A problem about the example 'mgpcg_advanced'

in the example mgpcg_advanced,
the function prolongate is like this:

    @ti.kernel
    def prolongate(self, l: ti.template()):
        for I in ti.grouped(self.z[l]):
            self.z[l][I] = self.z[l + 1][I // 2]

which means: z_l = prolongate(z_(l+1)),
but refer to the paper, “A parallel multigrid Poisson solver for fluids simulation on large grids”,

I think the code should be like this:
z_l += prolongate(z_(l+1)).

    @ti.kernel
    def prolongate(self, l: ti.template()):
        for I in ti.grouped(self.z[l]):
            self.z[l][I] += self.z[l + 1][I // 2]

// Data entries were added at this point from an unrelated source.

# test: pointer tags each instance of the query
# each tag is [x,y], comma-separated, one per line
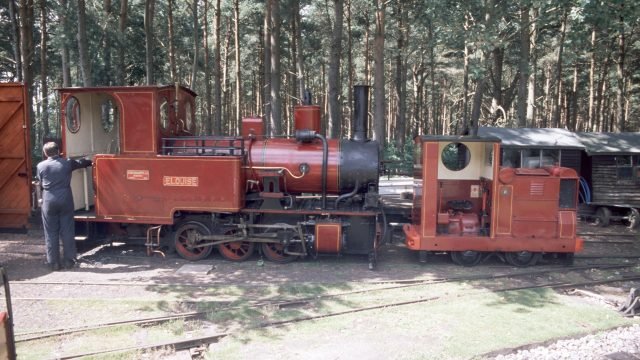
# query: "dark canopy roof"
[533,137]
[610,143]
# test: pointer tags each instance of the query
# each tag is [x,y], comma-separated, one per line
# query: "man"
[54,174]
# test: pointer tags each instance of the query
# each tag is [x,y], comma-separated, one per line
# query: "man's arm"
[80,163]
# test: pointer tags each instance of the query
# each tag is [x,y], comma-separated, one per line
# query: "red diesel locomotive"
[467,205]
[292,197]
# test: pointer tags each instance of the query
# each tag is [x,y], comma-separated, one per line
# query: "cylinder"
[307,117]
[349,163]
[252,127]
[360,108]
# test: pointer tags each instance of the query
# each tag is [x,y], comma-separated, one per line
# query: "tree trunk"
[64,51]
[476,107]
[621,81]
[525,45]
[379,85]
[350,71]
[299,52]
[106,45]
[401,76]
[236,12]
[496,101]
[276,109]
[173,71]
[83,45]
[122,40]
[15,35]
[217,80]
[149,12]
[25,10]
[465,79]
[196,46]
[592,81]
[335,118]
[43,67]
[558,75]
[267,66]
[531,93]
[206,124]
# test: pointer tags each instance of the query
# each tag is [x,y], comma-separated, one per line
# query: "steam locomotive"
[291,197]
[301,196]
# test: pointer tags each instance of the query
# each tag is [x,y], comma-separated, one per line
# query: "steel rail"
[184,344]
[304,300]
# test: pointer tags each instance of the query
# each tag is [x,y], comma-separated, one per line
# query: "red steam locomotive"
[306,195]
[466,204]
[292,197]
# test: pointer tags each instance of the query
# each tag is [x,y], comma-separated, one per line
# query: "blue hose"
[585,192]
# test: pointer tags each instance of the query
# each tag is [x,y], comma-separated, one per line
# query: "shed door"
[15,164]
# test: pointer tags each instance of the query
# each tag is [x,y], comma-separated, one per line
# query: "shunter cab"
[466,204]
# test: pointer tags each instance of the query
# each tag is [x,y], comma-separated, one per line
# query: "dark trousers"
[57,219]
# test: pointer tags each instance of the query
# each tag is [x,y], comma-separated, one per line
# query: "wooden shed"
[612,167]
[536,147]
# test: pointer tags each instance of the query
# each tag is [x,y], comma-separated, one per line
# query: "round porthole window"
[188,114]
[110,115]
[72,114]
[456,156]
[164,113]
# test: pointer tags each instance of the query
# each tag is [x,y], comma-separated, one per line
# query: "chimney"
[360,107]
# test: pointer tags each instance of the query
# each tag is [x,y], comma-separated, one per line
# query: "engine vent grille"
[536,189]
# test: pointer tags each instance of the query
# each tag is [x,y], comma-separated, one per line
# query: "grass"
[455,320]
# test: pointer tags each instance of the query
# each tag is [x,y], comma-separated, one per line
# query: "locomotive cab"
[466,204]
[116,120]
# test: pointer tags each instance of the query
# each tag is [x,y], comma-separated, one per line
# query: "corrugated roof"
[610,143]
[533,137]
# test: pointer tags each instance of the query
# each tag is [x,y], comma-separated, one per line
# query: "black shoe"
[69,264]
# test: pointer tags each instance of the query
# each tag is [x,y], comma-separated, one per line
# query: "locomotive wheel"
[522,258]
[633,218]
[466,258]
[275,252]
[237,250]
[187,237]
[603,216]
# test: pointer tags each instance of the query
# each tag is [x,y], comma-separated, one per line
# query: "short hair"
[51,149]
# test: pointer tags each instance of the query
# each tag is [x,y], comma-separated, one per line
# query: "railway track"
[183,344]
[301,301]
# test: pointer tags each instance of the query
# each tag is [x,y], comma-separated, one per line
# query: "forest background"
[434,67]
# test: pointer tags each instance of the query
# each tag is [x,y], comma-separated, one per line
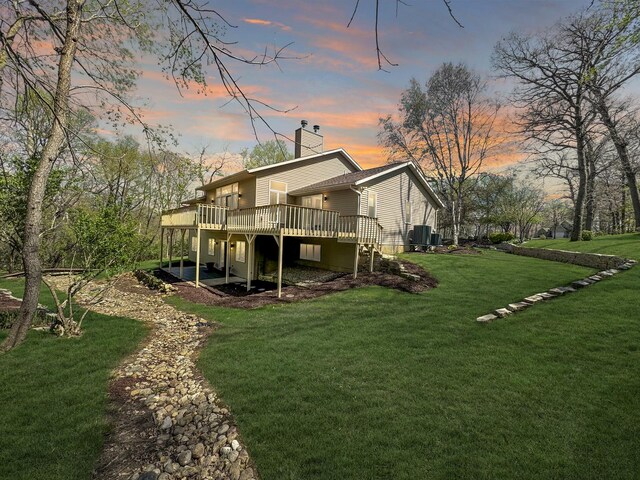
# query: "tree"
[551,98]
[105,242]
[266,153]
[447,129]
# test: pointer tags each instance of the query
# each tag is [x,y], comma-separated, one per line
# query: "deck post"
[373,253]
[227,262]
[161,246]
[182,253]
[170,248]
[355,261]
[198,257]
[280,251]
[251,241]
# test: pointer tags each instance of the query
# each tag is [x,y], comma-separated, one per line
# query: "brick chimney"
[308,142]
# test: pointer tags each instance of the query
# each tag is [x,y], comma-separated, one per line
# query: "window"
[227,196]
[277,192]
[372,203]
[310,252]
[312,201]
[240,251]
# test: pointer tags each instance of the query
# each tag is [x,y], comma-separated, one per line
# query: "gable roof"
[247,173]
[341,181]
[365,176]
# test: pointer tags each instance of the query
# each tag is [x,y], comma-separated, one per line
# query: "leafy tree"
[447,128]
[105,242]
[266,153]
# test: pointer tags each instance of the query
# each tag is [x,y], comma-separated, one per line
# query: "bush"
[501,237]
[587,235]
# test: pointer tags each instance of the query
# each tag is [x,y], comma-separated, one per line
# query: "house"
[320,209]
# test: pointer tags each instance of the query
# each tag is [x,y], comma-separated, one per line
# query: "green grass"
[626,245]
[53,396]
[378,384]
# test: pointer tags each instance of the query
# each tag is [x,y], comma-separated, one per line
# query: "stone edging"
[585,259]
[555,292]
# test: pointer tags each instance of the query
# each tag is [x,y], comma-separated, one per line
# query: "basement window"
[240,251]
[309,251]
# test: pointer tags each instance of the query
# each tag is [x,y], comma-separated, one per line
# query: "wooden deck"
[286,220]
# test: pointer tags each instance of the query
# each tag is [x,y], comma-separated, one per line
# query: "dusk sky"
[335,81]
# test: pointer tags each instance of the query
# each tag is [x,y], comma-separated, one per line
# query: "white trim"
[417,173]
[289,162]
[375,206]
[286,190]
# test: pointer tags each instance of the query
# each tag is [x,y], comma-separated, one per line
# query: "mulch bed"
[293,293]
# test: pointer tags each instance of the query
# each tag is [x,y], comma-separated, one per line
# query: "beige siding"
[246,189]
[394,190]
[301,174]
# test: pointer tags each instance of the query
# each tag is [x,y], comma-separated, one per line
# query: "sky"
[331,78]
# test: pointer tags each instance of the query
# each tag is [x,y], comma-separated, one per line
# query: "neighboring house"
[319,209]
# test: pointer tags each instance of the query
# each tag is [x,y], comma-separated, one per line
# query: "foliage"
[348,377]
[54,396]
[500,237]
[106,242]
[447,128]
[266,153]
[152,282]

So I changed the code and the new mgpcg can converge.

I’m very confused which implementation is correct. Why both of them can converge?

Interesting… Does one of them converge faster than the other?

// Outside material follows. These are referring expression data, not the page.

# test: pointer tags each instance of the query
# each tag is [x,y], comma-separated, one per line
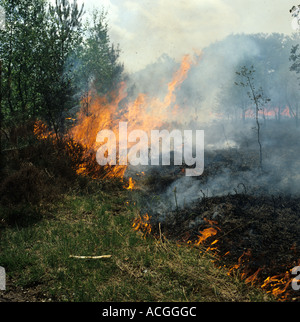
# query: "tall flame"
[144,113]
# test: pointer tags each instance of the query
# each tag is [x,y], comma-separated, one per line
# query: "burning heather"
[244,208]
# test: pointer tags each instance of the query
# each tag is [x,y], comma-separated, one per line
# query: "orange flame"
[145,113]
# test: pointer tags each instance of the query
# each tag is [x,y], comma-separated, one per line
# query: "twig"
[91,257]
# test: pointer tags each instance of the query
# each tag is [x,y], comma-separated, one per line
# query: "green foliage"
[48,56]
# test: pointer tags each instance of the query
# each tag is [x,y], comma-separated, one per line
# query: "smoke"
[231,148]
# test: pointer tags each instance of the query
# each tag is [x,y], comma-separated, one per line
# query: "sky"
[146,29]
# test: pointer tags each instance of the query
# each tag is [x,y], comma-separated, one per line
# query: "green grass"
[38,257]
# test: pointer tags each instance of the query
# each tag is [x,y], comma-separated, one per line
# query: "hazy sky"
[145,29]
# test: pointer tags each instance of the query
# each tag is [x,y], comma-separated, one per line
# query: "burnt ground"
[256,218]
[262,234]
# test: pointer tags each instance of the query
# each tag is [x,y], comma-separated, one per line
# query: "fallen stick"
[90,257]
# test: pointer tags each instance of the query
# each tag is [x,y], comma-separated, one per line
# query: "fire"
[144,112]
[131,184]
[206,233]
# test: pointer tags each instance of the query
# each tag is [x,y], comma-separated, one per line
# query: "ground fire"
[234,240]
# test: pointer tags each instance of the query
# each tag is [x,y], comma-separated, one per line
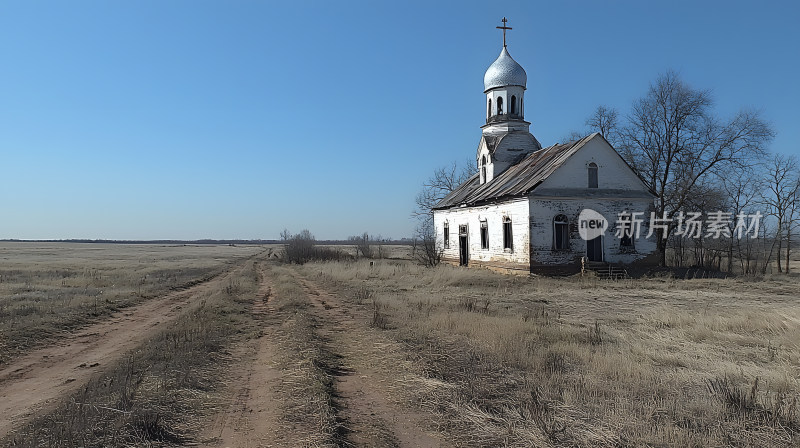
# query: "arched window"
[560,232]
[508,237]
[592,175]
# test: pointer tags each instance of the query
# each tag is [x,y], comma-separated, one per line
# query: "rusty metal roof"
[517,180]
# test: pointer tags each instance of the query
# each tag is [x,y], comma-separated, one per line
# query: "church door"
[463,246]
[594,249]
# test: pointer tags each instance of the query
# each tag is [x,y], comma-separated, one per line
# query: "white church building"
[520,212]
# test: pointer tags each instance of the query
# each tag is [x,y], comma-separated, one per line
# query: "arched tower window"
[592,175]
[560,232]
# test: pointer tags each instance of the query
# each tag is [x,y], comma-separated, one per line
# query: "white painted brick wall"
[517,210]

Two versions of them take nearly the same time to converge.
In the following images, the upper terminal shows the result using the code:

    @ti.kernel
    def prolongate(self, l: ti.template()):
        for I in ti.grouped(self.z[l]):
            self.z[l][I] += self.z[l + 1][I // 2]

and the bottom terminal shows the results using code

    @ti.kernel
    def prolongate(self, l: ti.template()):
        for I in ti.grouped(self.z[l]):
            self.z[l][I] = self.z[l + 1][I // 2]

When self.N =128, the run time is:

When self.N = 256, the run time is:

While I’m posting the results, I think I can try to explain the reasoning(but all with my imagination).
z is just a preconditioner, so the ‘slight’ difference of z won’t affect the overall algorithm convergence… I’m babbling, plz don’t take it seriously.

The paper one is faster for free surface.

BTW, the factor in restrict() should be 1.0 for 2D.